Tips to make you data analysis easier to share

Context:

You work on a large dataset let’s say over 1Gb. You do an analysis. And you want to share

  • the data
  • the script / jupyter notebook

so that other people can work / reproduce / tweak your results.

Here are a few personal tips to make things easier for the poor schmuck / schmuckette who has to read your code.

Compressed data in a bucket

Host your data on S3, google storage, Azure, dropbox etc …. whatever fits your mood as long as it can provide a unique URI.

Sharing datasets in an email, or in google drive is flaky and confusing. Drive is not the right place to host datasets. Space is limited, and access control can be hazy.

By hosting the dataset on the cloud:

  • your data has a unique URI. It is centralized, and you can easily enforce versions of the data.
  • You control who has access.
  • You are not limited in space.

When you share your notebook, the data is downloaded using this unique URI instead of

<this is my local path, don't forget to change it to your own local path>.

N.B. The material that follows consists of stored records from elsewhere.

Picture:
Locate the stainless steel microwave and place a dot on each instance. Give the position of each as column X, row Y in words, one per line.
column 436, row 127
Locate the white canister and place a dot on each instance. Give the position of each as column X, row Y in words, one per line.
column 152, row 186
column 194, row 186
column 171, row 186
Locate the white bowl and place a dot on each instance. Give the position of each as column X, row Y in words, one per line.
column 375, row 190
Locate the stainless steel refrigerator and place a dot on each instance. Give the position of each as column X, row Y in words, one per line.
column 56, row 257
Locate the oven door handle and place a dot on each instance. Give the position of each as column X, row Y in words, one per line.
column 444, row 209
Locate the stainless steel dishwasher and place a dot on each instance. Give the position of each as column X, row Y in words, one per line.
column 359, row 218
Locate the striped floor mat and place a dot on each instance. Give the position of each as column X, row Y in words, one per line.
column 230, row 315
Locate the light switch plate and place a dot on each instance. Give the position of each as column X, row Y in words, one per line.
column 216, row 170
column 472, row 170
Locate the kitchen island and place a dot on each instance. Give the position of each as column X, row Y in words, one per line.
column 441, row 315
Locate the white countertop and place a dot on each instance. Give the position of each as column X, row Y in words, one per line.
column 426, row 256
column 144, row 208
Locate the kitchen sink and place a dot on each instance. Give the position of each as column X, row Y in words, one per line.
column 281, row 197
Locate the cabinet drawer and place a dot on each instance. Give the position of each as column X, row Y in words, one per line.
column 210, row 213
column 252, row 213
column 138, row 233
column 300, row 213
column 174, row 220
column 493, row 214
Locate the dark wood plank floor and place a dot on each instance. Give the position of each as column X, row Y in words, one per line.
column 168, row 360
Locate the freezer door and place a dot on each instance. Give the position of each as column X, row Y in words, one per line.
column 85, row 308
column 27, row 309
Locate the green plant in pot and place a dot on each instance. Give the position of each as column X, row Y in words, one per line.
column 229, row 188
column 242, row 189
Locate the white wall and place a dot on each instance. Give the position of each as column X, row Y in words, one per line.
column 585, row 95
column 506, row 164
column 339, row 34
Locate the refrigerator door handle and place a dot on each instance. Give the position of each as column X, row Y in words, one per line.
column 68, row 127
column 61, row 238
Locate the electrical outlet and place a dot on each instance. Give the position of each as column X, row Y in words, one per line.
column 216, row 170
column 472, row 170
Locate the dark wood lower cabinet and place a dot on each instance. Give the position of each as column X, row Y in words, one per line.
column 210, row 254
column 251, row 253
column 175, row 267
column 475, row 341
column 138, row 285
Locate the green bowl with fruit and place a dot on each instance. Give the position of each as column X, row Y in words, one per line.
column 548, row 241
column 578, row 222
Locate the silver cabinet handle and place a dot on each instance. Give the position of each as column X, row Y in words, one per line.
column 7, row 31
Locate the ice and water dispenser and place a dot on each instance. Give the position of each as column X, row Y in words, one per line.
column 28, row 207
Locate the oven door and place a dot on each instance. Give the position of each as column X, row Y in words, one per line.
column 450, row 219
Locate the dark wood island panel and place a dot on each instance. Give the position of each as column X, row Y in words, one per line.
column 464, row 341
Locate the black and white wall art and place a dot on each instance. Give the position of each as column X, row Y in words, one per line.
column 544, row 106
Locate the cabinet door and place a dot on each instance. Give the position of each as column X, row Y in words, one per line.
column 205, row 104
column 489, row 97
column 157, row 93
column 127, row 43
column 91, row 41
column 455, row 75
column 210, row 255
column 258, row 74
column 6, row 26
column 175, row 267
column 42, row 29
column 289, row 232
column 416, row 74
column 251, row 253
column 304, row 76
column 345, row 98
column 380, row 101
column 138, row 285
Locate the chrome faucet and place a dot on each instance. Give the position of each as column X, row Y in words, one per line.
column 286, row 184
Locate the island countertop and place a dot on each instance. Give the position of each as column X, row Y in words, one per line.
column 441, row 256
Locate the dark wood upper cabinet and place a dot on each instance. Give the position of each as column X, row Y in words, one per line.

However, managing access permissions on specific items in the cloud can be a real pain.

By the way pd.read_csv natively reads gzipped files :). Just add the compression='gzip' parameter:

df = pd.read_csv('S3_bucket/sample.tar.gz', compression='gzip')

host your notebook on google colab or on a similar executable platform

Your script may be efficient, bug free, superbly commented out etc … but still end up only working only on your platform. I’ve had the case recently of a friend, not particularly python savvy, trying to open a 1.9 Gb text file on a windows machine and being faced with abstruse unicode errors. He was stuck. However, the same script worked like a charm on my mac.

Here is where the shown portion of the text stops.